The river looked deceptively calm, its surface catching the light like silver. Beneath that shimmer, Kael knew, the current was strong enough to drag a man under in seconds.
He crouched at the bank, letting his hand rest just above the surface. The cold radiating from the water was sharp enough to sting.
"They'll cross here," Kael murmured.
Halric eyed the far shore. "And so will we?"
Kael shook his head. "Not yet. They'll expect us to run straight for the other side. That's when we circle."
Elara stepped closer, keeping her voice low so the boy wouldn't hear. "You're talking about doubling back into them."
"That's exactly what I'm talking about." Kael glanced toward the treeline behind them. The faint trail of smoke was gone now, swallowed by the forest. "They think they're pushing us. We'll let them keep thinking that — until they walk into the place we choose."
The circle closes, the abyss whispered, pleased. Blood will follow.
The plan was simple in outline, brutal in execution. Kael led them a mile upriver before finding a bend where the bank jutted out into the water. The ground here was firmer, the trees thick enough to hide movement until the last moment.
"This will do," he said.
Halric leaned on his hammer. "For what? There's no cover here."
Kael pointed to the slope behind them. "Exactly. If they come from that side, they'll be exposed. No way to charge without slipping."
Elara studied the terrain. "And if they come from the water?"
"Then we cut them down before they stand."

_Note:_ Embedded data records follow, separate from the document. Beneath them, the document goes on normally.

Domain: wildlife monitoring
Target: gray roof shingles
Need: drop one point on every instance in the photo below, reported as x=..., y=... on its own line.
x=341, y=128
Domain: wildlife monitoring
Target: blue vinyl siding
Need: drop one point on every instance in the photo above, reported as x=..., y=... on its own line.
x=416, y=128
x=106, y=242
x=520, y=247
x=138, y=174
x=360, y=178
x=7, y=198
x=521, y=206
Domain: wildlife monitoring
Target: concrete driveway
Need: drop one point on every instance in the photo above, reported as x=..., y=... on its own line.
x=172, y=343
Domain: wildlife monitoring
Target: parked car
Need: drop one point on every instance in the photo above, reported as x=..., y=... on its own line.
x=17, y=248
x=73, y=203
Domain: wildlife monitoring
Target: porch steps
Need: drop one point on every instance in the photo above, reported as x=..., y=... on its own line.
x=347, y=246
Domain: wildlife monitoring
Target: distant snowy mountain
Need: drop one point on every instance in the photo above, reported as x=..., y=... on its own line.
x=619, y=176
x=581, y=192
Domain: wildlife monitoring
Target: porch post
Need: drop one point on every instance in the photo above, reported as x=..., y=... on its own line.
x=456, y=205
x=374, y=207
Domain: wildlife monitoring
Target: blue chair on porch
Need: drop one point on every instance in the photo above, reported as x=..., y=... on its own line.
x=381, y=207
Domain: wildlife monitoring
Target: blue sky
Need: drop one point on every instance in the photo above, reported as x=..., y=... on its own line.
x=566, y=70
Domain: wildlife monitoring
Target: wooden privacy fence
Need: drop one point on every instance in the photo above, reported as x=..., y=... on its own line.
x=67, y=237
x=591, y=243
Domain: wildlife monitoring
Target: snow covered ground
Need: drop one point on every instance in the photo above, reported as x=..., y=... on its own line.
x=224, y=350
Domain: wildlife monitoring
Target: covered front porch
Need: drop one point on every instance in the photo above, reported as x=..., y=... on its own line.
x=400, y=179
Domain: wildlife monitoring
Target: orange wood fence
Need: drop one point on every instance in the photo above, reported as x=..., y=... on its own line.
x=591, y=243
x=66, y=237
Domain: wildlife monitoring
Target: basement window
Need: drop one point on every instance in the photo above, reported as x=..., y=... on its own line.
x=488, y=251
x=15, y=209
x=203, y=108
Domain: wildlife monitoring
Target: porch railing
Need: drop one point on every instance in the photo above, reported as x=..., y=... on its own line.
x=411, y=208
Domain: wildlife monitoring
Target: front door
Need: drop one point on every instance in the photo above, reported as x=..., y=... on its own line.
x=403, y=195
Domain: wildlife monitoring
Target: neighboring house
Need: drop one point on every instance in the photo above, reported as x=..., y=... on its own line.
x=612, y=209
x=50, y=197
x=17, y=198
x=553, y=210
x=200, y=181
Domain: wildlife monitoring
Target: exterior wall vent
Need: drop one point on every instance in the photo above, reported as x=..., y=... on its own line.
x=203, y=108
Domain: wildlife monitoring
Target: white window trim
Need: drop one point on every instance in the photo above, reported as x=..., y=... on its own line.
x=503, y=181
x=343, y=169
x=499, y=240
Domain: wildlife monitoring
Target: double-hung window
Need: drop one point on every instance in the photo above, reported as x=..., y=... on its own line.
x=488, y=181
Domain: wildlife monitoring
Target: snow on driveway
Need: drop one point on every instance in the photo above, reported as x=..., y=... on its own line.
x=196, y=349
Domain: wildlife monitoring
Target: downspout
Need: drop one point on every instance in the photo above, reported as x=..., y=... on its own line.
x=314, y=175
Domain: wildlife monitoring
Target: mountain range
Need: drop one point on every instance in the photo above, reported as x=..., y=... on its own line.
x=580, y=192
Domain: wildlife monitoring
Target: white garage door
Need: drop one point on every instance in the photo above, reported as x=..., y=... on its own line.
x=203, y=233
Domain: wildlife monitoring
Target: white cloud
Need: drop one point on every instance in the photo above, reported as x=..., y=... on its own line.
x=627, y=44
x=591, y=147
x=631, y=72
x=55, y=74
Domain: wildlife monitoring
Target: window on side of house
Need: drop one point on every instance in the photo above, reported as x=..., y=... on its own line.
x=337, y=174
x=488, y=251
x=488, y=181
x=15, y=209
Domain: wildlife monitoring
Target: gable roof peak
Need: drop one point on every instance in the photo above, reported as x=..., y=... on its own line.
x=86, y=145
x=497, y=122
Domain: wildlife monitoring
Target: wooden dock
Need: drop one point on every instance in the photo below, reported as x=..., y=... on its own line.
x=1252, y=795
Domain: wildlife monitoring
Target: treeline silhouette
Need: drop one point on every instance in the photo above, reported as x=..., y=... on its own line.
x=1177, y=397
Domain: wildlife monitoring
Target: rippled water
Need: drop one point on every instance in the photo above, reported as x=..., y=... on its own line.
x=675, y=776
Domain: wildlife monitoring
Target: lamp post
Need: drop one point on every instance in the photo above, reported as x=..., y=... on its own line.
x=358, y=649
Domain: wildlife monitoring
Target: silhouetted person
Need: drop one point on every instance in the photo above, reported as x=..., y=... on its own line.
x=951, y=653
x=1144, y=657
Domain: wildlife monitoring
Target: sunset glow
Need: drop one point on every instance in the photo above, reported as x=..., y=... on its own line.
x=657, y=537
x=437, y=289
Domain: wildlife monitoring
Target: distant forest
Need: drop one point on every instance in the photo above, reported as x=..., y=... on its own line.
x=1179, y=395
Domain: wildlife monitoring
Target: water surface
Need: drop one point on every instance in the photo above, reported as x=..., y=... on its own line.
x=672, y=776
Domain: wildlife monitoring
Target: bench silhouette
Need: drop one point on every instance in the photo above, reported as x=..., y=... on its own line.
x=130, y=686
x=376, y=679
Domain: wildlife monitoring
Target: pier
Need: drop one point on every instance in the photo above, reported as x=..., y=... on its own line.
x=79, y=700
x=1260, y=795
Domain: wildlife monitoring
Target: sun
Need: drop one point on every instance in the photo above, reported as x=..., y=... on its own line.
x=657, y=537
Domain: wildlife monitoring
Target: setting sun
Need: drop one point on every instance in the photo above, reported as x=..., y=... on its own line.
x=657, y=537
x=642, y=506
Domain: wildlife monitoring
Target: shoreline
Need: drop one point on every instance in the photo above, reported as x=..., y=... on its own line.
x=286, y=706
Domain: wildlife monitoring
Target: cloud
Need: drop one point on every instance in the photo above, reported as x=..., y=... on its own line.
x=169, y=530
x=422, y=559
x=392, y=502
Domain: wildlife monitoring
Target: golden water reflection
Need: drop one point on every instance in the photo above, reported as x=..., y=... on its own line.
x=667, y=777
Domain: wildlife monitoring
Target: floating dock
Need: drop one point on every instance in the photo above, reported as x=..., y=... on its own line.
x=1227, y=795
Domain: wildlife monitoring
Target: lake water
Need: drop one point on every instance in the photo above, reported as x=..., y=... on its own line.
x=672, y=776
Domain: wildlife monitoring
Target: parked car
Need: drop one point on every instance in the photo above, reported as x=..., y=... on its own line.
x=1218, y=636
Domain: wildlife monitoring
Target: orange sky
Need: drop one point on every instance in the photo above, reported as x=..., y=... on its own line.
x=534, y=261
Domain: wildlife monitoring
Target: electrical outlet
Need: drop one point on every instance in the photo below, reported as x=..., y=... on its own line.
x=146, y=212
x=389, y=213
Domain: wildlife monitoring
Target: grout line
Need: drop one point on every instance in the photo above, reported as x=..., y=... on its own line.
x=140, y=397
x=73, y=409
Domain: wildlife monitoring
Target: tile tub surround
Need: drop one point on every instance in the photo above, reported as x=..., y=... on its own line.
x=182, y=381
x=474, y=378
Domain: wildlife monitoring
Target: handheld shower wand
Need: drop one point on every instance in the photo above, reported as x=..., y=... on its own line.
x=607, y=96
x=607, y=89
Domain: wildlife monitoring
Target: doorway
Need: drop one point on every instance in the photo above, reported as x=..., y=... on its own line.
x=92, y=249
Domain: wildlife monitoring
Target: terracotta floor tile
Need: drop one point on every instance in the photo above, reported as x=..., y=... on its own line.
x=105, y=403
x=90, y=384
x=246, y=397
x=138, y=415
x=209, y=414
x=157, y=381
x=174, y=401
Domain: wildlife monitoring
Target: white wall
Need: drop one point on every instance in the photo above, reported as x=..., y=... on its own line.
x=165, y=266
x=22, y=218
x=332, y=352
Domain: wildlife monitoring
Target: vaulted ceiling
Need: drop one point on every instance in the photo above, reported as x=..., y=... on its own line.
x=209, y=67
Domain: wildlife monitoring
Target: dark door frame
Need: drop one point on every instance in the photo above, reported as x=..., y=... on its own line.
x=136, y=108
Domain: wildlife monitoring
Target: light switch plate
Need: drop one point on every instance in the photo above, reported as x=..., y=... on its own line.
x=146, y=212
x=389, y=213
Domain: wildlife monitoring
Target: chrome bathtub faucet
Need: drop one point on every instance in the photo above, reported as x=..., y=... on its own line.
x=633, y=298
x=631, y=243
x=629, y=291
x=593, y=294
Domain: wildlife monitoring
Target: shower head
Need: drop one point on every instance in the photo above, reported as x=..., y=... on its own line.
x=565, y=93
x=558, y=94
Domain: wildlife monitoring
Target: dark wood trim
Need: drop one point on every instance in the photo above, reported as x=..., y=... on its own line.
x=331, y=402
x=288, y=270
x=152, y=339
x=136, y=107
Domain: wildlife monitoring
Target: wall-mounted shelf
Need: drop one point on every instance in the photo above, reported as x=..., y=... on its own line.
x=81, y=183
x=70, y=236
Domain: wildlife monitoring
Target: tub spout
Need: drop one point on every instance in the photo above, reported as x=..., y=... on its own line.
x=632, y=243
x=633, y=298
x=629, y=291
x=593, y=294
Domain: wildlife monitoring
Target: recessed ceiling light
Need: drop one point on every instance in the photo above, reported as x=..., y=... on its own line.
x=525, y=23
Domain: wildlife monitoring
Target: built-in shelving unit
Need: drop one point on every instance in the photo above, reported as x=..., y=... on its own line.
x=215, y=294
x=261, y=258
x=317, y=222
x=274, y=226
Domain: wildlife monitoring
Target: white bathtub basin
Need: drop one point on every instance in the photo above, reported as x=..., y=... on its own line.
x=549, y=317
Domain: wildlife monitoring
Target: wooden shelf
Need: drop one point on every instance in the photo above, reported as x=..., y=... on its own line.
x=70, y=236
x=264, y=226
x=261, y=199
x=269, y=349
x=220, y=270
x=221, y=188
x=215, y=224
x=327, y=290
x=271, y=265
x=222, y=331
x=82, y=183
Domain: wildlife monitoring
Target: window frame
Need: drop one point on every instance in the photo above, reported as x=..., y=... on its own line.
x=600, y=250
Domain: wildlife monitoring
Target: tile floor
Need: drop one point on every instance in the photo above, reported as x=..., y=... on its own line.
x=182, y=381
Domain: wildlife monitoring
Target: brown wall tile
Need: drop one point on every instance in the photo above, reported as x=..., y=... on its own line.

The abyss stirred. Or drag them under.
They spent the next hours preparing. Kael strung trip-lines from root to root, low enough to catch a shin but high enough to tangle. Halric drove stakes into the mud, their sharpened points angled toward the approach. Elara laid out the few arrow shafts they had left, fletching them with care.
By the time the sun began to dip, the trap was ready. Now came the harder part — drawing the hunters in.
Kael volunteered. "I'll go loud. Make sure they hear me."
Elara's jaw tightened. "You're not going alone."
"Yes, I am." His voice left no space for argument. "If I'm alone, I'm just one man fleeing. If you're with me, we look like a group worth chasing."
She didn't like it, but she didn't stop him.
The abyss hummed in his skull as he moved through the undergrowth, deliberately breaking branches, kicking at loose stones. Every step was a breadcrumb.
After twenty minutes, he caught sight of them — two shapes moving low through the trees, their armor dulled to keep from glinting in the sun. Hunters. Human.
Kael let them see him. Then he bolted.
The chase was fast and brutal. Branches whipped at his arms, roots clawed at his boots, but the hunters never fell far behind. They were good — better than he'd hoped.
When he reached the bend in the river, Kael slid into place. Elara's bowstring whispered. Halric hefted his hammer.
The first hunter burst from the trees — and hit a trip-line. He pitched forward, landing hard in the mud. Before he could rise, Halric's hammer came down.
The second hunter skidded to a halt, eyes flicking between Kael and the body of his companion. He chose retreat.
No, the abyss hissed.
Kael lunged, closing the distance in three strides. His blade punched through the man's back, the force carrying them both into the shallows.
The current grabbed the hunter instantly, dragging him off his feet. Kael held on just long enough to feel the fight leave the body before letting the river take it.
Silence returned, broken only by the hiss of water against the bank.
Halric straightened, breathing hard. "Two less."
Elara lowered her bow. "And the rest will know they're missing."
"That's the point," Kael said. He pulled the first hunter's body toward the bank, stripping it of weapons and anything useful. "Let them know we're not just running. Let them feel the circle closing."
The abyss's voice was soft now, almost intimate. You are learning.
Kael said nothing, but in the pit of his chest, the cold satisfaction was his own.